Beyond Grounding: Extracting Fine-Grained Event Hierarchies across Modalities

Authors: Hammad Ayyubi, Christopher Thomas, Lovish Chum, Rahul Lokesh, Long Chen, Yulei Niu, Xudong Lin, Xuande Feng, Jaywon Koo, Sounak Ray, Shih-Fu Chang

AAAI 2024 | Conference PDF | Archive PDF | Plain Text | LLM Run Details

Reproducibility Variable Result LLM Response
Research Type Experimental We densely annotate a part of the dataset to construct the test benchmark.

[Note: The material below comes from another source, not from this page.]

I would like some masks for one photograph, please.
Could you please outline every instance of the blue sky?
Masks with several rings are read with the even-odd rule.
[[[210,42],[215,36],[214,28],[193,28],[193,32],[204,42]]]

We show the limitations of state-of-the-art unimodal and multimodal baselines on this task. Further, we address these limitations via a new weakly supervised model, leveraging only unannotated videoarticle pairs from Multi Hi Eve. We perform a thorough evaluation of our proposed method which demonstrates improved performance on this task and highlight opportunities for future research.
Researcher Affiliation Collaboration Hammad Ayyubi1, Christopher Thomas2, Lovish Chum1, Rahul Lokesh3, Long Chen4, Yulei Niu1, Xudong Lin1, Xuande Feng1, Jaywon Koo1, Sounak Ray1, Shih-Fu Chang1 1Columbia University 2Virginia Tech 3Samsung Research America 4The Hong Kong University of Science and Technology
Pseudocode No The paper does not contain structured pseudocode or algorithm blocks.
Open Source Code No The paper provides a link for "Data: https://github.com/hayyubi/multihieve" and states "We release Multi Hi Eve dataset to facilitate research on this task." This link is explicitly for the dataset and does not clearly state it hosts the source code for the methodology described in the paper.
Open Datasets Yes To support research on the proposed task, we introduce Multi Hi Eve a dataset containing news articles and the associated video clips. ... Data: https://github.com/hayyubi/multihieve
Dataset Splits Yes We split the data two ways 1) 100K unannotated train split for self-supervised/weakly supervised training and 2) 526 annotated test split 249 validation set and 277 test set for benchmarking and evaluation.
Hardware Specification Yes We train our model for 15 epochs using a batch size of 1024 and a learning rate of 1e-5 on 4 NVIDIA Tesla v100 GPUs for a total training time of around 34 hours.
Software Dependencies Yes We use the same automatic methods to detect them as used on the test data: Open Domain IE (Shen et al. 2021) and open source library Py Scene Detect 3 for text event and video event detection respectively. ... As CLIP (Radford et al. 2021) model has demonstrated state-of-the-art performance in multimodal retrieval tasks... we use it for this step.
Experiment Setup Yes Notably, most text event and video event pairs are unrelated (94.52% in the train set). To mitigate label bias, we adjust the labels in the cross-entropy loss using the inverse ratio of their count in the train set, following Wang et al. (2021). Our best model uses a single layer of multi-headed attention in CT. We train our model for 15 epochs using a batch size of 1024 and a learning rate of 1e-5 on 4 NVIDIA Tesla v100 GPUs for a total training time of around 34 hours.